彼は不思議そうにしていたが、しっかりと頷いてくれた。
「……分かった。ジョンの言うことはいつも変だったが、実際、あいつは母の病気を治してくれた。信じるよ」
「賢明な判断です。では、まずはご令嬢を診察します。それから、幾つか用意していただきたいものが」
「あぁ、なんでも言ってくれ。無茶ぶりはジョンで慣れっこだ」
僕の知らない父のことを語る彼に、機会があれば昔話を聞いてみたいという小さな好奇心が生まれた。
屋敷の中は外観に負けず劣らず絢爛だったが、窓を閉め切り、カーテンまで閉じ切っているせいで空気が停滞していた。香らしき、少し刺激のある匂いが漂っている。
使用人による掃除こそ行き届いており、不衛生さは感じないものの、どうにも息苦しさを感じる空間だった。
宛がわれた部屋に荷物を置き──ジャンヌとウルスラは使用人用の二人部屋で、僕は客間だった──僕の部屋に再集合した二人は、意外にも否定的なことを言わなかった。
「これからどうするの?」「私たちも何か手伝おうか?」と、好意的ですらある。それが、僕には少し不思議だった。
「……何も言わないんだね、二人とも」
僕の問いに、二人は顔を見合わせて笑った。
「放っておいて楽園探しを進めようって? バーカ、それなら「婚約者に義理を通す」なんて言い出した時点で突っぱねてるよ。ここで見捨てるようならそれこそ不義理でしょ」
「……と、ジャンヌに言われましたか?」
「いやあたしの意見だよ!?」
衝撃的なことを言われたとばかり大きな声を出したウルスラに、僕は驚きと共に謝罪を口にする。
さっきのアイコンタクトはそういう意図ではなかったのか。
では何故、と怪訝そうな目を向けると、二人は今度は互いの意思確認をせず、しかし同じように微笑んだ。
「あたしはあんたの真面目なところ、結構気に入ってるんだ」
「私も。それに、シャルルが病気で苦しんでいる人を見捨てられないのって、お姉さんが病気で亡くなったからでしょ? それはシャルルの心の一番大切な場所だろうし、何も言わないよ」
ウルスラは彼女自身の好悪で。
ジャンヌは更に僕のことを理解した上で尊重して。
この──楽園探しには全く繋がらない、時間も体力も浪費する、ペスト感染のリスクさえ生じる僕の自己満足を許容してくれた。

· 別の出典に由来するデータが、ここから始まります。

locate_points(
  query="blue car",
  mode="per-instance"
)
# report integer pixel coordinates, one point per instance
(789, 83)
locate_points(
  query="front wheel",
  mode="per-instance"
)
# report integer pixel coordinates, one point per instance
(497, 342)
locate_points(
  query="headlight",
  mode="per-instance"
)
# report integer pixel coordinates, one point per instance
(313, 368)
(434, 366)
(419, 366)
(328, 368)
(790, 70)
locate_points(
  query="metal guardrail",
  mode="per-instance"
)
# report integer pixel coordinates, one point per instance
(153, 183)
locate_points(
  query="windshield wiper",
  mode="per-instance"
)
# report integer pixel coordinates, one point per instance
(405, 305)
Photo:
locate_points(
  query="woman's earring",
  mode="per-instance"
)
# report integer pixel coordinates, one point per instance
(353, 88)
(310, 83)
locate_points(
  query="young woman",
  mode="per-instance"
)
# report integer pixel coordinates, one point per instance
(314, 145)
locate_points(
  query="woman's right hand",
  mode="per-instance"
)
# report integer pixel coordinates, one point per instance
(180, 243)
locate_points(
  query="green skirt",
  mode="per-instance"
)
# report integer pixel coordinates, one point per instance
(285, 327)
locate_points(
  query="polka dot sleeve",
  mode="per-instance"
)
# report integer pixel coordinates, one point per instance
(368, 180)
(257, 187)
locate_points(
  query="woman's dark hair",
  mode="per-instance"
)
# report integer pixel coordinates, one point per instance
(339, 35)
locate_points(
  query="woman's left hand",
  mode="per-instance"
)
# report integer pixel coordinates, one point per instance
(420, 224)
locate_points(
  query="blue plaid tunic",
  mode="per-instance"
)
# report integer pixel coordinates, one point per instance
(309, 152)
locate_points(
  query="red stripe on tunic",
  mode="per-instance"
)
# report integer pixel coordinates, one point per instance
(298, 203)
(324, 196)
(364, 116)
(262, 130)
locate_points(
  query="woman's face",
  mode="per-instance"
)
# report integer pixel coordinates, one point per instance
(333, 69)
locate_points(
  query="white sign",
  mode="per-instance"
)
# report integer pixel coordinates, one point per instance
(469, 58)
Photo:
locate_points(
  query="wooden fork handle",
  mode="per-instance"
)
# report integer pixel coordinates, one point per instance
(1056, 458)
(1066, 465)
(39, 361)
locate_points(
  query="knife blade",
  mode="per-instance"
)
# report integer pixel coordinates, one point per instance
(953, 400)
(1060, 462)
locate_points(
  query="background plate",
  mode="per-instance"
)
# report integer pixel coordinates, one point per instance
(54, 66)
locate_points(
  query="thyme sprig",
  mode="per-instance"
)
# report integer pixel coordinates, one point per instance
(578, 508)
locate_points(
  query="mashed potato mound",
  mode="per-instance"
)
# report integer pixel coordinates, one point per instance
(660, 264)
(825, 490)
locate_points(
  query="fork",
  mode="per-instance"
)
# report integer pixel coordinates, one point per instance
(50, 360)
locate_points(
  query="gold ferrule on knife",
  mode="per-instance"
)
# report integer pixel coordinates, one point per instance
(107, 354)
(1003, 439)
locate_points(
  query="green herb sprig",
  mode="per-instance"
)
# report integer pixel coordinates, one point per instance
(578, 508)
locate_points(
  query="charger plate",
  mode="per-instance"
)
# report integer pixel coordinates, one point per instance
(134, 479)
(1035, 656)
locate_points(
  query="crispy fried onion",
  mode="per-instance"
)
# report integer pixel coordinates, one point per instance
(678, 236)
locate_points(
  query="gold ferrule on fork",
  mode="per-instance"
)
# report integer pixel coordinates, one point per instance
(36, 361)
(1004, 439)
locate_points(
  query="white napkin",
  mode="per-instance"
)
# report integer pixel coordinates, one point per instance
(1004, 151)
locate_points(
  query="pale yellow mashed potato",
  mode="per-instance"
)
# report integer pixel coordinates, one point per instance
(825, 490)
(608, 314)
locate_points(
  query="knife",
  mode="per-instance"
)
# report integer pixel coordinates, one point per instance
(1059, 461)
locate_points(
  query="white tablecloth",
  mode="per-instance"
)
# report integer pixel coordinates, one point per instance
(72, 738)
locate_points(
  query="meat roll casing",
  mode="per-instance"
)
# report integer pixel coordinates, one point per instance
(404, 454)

二人の言葉に妙に気恥しくなり、僕は荷物から防護服を取り出して顔を背けたのを誤魔化す。
「……魔女に人助けを肯定されるとは」
「そりゃあたしはあたしで、あんたはあんただからね。あんたが他人や婚約者を助けるのはあんたの勝手だよ。あたしにも同じことを強制しなきゃ、好きにすればいいさ」
ウルスラの言葉に、僕は思わず自省した。
「大量殺戮者」だの「感情で動く化け物」だのと、魔女に対して悪印象を抱きすぎていたと。
彼女たちは感情で動くだけに、他者の感情も尊重し、理解できる。ともすればそれは、大抵の人間よりも優しくすらある。
娯楽のために魔女を惨殺する群衆なんかより、ずっと好きになれると。
しかし──彼女たちの最優先はやはり、自分の感情だった。
「まあ、婚約者ちゃんが死ぬほど嫌な奴だったりしたら、その時はあんたが治した後でもブチ殺すけどね」
「……あぁ、はい」
自省する必要まではなかったと思いつつ、僕は話した記憶も無い、これから“元”が付くことになる婚約者が良い人であることを願った。